The second effort we wrote in Java. This obfuscator is still in use today. It is based on a Javascript lexer and it has some understanding of the flexible use of identifiers in Javascript. It still uses a list of protected words, but now it can warn you if you use an identifier in a string which may break the obfuscated code. It also has a mode to generate obfuscated but human readable output, which will help debug problems caused by the obfuscator. It still isn't fool proof, but if you stick to a few rules, it can be quite robust. Q42 even uses it at some other projects. But the best features of this obfuscator are the speed; it can obfuscate and gather all Xopus files in 4 seconds, that is faster than file copy using Windows Explorer! And it uses Unicode characters for output, which drastically reduces the file size and readability. Parts of the Xopus code will even be rendered in right-to-left languages which look like this (indented for clarity):

function է()
{
  var خ=this.դ.getElementsByTagName('xml')[0];
  if(!خ) 
    return;
  var د=this.ذ(خ);
  this.ر=د;
  this.ز(د);
  this.س(د);
  this.ش(د);
  for(var M=0;M<this.ե.length;M++)
    ɛ.ص(this.ե[M],this.window);
},

function ض(د) 
{
  Ý.Ť(د.selectNodes( 
      "//@src|//@xml|//@xsd|//@xsl|//@url"),this.ũ);
}

You see that punctuation now looks confusing due to the partial right-to-left rendering. The third assignment is even inverted, making this very hard to read. However, this is still just replacement of identifiers, so there is room left for improvement. Since the obfuscator is not scope aware, it can not re-use identifiers for local variables for instance.

Our third attempt is currently in the research phase. The focus is less on obfuscation and more on performance and size of the output code. In the code above we could inline the second function and move the length reference outside of the for loop to improve performance. And we could replace local variables with single byte names (these hebrew characters use 2 bytes in UTF-8) and use [] notation (var a="getElementsByTagName";this.դ[a]) for long protected properties and methods to reduce the length. Parts of Xopus are written in XSL, so we want to obfuscate that as well.

To achieve these goals we need to parse and compile Javascript. But wait.. compile a dynamic language like Javascript? What can be compiled if functions can be added to and removed from objects at will? Not much, so we will have to stick to a subset of Javascript. And this is not a bad thing. Javascript was never meant to be used to build applications like Xopus. It's flexibility helps us to rapidly create prototypes, but it also makes the code very hard to maintain and debug. So while prototyping we want to be flexible but in production we want something more robust.

So we have developed, like so many others, a Javascript framework that does inheritance (including interfaces, multiple inheritance, polymorphism, decoration and signature checking), resource and package management, access control and event handling (again including signature checking). We're planning to add unit testing as well.
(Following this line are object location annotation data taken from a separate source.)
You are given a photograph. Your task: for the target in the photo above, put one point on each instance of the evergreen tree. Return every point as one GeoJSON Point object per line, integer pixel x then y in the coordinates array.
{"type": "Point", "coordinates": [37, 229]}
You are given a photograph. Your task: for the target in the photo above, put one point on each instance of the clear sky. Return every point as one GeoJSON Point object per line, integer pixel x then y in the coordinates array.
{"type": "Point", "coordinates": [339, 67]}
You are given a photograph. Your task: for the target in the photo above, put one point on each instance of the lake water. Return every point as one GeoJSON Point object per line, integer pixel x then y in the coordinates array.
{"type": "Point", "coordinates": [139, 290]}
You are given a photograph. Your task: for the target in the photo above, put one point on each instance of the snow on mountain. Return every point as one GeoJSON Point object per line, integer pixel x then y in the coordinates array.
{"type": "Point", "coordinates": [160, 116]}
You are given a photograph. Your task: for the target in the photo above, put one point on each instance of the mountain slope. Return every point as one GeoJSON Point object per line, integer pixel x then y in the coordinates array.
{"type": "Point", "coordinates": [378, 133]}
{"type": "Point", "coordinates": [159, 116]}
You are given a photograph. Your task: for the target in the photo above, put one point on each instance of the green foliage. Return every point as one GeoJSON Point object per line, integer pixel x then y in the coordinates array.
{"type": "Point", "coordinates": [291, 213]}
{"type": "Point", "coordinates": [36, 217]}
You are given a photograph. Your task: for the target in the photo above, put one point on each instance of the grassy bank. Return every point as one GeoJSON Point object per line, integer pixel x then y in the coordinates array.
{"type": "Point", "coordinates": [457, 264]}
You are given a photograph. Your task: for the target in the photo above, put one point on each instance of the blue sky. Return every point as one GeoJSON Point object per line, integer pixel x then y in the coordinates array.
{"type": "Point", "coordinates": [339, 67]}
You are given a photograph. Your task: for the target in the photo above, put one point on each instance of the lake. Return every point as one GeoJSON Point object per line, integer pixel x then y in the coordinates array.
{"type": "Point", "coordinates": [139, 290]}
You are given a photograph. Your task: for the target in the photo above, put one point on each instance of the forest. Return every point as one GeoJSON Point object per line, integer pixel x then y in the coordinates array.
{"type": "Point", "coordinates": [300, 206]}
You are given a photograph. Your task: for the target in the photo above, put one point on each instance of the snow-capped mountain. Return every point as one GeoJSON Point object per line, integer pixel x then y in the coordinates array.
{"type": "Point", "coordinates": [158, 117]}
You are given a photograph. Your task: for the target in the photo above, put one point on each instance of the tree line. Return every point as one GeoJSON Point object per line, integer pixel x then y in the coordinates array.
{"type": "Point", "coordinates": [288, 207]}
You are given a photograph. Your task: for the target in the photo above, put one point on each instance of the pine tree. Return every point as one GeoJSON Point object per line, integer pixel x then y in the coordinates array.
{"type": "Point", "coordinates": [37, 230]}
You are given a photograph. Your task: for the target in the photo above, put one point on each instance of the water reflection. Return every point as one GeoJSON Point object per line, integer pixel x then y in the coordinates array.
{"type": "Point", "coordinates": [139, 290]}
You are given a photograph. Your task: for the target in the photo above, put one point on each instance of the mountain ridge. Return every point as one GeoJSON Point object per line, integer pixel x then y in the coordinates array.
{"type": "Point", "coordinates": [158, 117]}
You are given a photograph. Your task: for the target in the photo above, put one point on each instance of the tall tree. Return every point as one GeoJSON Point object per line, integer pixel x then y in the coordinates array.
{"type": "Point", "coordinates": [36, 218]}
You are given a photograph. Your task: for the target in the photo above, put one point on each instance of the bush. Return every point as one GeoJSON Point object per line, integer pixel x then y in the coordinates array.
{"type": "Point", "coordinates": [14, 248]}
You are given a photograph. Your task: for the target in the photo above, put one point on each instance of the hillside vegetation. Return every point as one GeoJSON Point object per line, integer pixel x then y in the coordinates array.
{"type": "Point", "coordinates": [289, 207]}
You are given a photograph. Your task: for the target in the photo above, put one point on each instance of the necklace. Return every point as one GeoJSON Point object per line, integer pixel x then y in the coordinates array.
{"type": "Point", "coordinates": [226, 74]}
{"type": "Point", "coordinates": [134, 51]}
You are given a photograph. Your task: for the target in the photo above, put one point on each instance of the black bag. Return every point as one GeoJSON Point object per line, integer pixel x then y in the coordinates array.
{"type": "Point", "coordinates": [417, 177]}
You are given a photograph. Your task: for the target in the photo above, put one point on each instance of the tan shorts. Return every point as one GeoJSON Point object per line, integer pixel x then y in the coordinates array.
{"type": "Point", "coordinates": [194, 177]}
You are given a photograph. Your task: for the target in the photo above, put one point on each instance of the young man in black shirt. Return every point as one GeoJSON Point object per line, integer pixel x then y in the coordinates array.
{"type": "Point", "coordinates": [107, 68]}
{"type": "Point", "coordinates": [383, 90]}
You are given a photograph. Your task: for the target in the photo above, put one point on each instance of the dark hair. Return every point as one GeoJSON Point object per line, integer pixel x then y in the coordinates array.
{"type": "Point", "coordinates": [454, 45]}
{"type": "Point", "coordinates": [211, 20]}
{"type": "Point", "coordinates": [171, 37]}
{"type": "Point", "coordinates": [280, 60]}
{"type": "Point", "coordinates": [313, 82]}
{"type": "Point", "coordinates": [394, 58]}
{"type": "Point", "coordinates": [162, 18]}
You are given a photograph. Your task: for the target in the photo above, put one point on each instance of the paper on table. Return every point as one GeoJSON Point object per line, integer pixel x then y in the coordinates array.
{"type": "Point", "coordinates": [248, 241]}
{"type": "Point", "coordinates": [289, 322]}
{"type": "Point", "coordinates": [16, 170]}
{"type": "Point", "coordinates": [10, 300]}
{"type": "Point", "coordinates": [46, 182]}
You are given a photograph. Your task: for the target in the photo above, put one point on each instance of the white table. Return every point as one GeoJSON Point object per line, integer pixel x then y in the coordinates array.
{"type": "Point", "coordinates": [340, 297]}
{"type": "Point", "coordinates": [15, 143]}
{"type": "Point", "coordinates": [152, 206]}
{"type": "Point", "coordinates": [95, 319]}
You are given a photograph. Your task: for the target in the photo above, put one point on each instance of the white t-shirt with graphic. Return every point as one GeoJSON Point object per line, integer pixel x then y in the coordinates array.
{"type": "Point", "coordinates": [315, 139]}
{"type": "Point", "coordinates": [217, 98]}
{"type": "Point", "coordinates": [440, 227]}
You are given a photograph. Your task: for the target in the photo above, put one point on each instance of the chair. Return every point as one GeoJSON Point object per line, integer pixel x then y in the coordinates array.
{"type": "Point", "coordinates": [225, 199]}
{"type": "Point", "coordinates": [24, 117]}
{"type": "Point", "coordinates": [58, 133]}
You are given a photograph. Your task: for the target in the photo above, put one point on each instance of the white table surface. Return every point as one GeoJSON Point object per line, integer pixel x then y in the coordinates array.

Given that framework, we can parse our code and build a parse tree that remains stable at runtime. Using that parse tree we can do the obfuscation and compiler optimizations described above. We already have a partial proof of these concepts running in Haskell. We hope to soon be able to embed this technology in our daily process to further improve the quality of Xopus.

Modified: August 27th 2007
By: Laurens van den Oever

DeanEdwards
anonymous user
January 26th 2008
(var a="getElementsByTagName";this.դ[a])

I looked at using something like this in packer. Unfortunately it can reduce overall performance by about 20% if you use it everywhere.